TSX spokeswoman Carolyn Quick declined to be interviewed on the issue of the exchange's security-holder approval requirements for acquisitions, which Mr. Kozun said are out of step with the rest of the world. Ms. Quick said in an e-mail that the exchange sent out a call for comments on the issue in October, 2007.

According to rules that took effect in 2005, the TSX does not allow a company to issue more than 25 per cent of its stock to buy a privately held company without shareholder approval. However, the TSX does allow such dilution for the purchase of a publicly traded company.

The NYSE requires companies to hold a shareholder vote for transactions requiring a company to issue more than 20 per cent of its stock. The LSE requires shareholder approval for a transaction exceeding 25-per-cent dilution.
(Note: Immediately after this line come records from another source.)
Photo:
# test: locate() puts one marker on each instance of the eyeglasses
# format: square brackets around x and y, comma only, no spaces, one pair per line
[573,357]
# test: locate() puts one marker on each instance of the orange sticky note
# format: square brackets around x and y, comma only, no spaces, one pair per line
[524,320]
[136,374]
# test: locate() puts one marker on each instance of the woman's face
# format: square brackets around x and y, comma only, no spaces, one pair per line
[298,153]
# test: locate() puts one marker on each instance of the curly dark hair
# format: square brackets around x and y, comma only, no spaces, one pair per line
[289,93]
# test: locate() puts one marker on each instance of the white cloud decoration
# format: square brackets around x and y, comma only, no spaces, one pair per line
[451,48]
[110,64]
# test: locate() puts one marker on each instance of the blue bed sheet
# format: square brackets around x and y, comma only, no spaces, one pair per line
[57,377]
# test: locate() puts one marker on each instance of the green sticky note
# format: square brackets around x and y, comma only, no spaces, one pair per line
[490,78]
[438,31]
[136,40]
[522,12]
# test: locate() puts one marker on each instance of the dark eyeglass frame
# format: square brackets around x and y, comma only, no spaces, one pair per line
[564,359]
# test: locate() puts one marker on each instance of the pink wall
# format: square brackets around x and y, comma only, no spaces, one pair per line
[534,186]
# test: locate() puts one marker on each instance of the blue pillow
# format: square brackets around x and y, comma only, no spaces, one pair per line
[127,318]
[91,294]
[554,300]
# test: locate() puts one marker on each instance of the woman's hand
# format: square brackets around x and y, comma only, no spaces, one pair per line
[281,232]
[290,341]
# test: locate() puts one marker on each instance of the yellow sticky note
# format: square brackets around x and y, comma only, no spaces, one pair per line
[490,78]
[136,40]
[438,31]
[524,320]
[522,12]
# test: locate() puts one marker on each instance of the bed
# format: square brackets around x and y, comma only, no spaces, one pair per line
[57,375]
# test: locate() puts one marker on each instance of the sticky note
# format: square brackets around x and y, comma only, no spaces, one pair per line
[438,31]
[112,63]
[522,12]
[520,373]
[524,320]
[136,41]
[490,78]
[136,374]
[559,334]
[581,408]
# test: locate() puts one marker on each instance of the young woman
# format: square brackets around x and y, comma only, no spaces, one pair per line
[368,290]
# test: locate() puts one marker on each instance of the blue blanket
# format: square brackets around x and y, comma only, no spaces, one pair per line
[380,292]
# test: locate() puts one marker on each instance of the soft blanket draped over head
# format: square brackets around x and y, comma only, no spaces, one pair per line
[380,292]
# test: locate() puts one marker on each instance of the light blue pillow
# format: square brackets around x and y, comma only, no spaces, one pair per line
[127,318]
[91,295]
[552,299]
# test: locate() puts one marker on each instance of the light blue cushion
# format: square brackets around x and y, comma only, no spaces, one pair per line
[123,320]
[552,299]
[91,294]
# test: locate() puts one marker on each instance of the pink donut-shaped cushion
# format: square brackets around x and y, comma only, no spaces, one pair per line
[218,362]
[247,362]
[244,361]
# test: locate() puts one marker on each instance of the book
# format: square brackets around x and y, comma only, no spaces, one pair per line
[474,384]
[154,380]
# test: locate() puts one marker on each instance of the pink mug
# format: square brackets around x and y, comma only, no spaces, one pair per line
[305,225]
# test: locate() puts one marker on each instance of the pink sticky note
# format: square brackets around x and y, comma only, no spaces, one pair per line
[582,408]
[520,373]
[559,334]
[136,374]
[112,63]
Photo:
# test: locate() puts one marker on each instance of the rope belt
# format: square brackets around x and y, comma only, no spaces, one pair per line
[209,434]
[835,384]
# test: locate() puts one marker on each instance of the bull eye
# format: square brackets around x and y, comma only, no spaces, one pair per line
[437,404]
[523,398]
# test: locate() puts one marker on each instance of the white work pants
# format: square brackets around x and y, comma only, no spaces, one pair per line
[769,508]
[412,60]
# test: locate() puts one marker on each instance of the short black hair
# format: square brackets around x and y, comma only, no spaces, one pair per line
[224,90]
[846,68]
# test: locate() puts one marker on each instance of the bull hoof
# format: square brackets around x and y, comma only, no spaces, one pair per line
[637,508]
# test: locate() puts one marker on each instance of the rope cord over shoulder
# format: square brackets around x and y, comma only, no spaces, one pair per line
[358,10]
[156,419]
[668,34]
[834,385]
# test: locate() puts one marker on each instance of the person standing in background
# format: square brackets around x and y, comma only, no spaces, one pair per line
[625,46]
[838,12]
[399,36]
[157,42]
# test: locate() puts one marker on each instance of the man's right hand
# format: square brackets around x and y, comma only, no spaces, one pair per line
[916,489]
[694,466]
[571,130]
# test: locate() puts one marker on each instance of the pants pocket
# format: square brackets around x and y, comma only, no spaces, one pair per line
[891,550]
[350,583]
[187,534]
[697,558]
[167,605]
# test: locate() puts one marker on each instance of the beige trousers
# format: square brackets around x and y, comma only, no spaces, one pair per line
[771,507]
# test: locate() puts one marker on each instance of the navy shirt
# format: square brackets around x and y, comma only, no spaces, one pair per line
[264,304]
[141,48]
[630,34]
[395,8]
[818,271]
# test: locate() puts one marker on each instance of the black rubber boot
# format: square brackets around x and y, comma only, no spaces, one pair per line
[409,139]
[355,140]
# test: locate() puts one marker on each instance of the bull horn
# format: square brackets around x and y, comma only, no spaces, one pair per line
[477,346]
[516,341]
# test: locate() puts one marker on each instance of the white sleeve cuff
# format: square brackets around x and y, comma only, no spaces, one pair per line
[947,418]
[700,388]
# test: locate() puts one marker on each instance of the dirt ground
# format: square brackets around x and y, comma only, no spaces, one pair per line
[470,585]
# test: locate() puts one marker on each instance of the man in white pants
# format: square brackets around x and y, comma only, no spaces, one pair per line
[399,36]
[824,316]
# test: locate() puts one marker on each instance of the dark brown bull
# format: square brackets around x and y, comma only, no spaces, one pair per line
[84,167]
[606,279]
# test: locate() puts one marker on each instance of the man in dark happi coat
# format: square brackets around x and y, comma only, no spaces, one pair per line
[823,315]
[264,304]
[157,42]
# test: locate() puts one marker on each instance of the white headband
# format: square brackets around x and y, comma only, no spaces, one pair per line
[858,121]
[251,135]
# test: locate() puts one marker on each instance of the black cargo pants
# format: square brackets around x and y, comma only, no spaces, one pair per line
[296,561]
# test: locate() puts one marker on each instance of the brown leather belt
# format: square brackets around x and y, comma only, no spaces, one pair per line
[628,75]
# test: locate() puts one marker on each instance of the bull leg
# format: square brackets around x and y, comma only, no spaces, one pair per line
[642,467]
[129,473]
The TSX argued in the past that its rules are different because Canadian companies are, on average, smaller than their U.S. and British counterparts, and have less access to capital and credit.

In the case of HudBay, the Toronto company plans to issue approximately 153 million shares to Lundin shareholders, an amount equal to its current share count.

"HudBay is going to be issuing 100 per cent or more of their outstanding shares to consummate this transaction. When you are an owner of something and what you own changes substantially, you should be given some sort of a vote on the situation. ... We are definitely going to be making our feelings known that we do not support the company management or board in this sort of a transaction," Mr. Kozun said.

HudBay has said the all-stock deal will preserve the company's strong cash balance sheet while providing its shareholders with world-class mining assets, including Lundin's Neves-Corvo copper and zinc mine in Portugal and its 25-per-cent stake in the promising but troubled Tenke Fungurume mine in the Democratic Republic of the Congo.

HudBay chief financial officer David Bryson said management of Vancouver-based Lundin wanted HudBay to skip the vote. He said the HudBay board carefully considered the issue before giving its approval for the deal.

"Requiring a HudBay shareholder vote would have created deal uncertainty with Lundin, not because we would have expected to have lost such a vote, but just because you can never be sure," Mr. Bryson said.

Teachers is not alone in its opposition to the Lundin transaction, which the companies hope to close by the end of the month. HudBay's largest shareholder, Monaco-based hedge fund SRM Global Master Fund Ltd. Partnership, which owns 11 per cent of HudBay's shares, has teamed with Fort Worth, Tex., investor Corriente Master Fund LP to challenge the deal in an Ontario court.

An Ontario Superior Court judge is slated to hear the case Friday to determine whether HudBay has oppressed its shareholders by conducting the Lundin takeover without their approval.

Controlling about 13 per cent of HudBay's outstanding shares, SRM and Corriente want the company to hold a shareholder meeting to vote on the transaction and to elect a new board of directors before the deal closes.

Jaguar Financial Corp., another HudBay shareholder opposed to the deal, has appealed to the Ontario Securities Commission to force HudBay to give shareholders a vote on the deal. The OSC hearing is scheduled for today.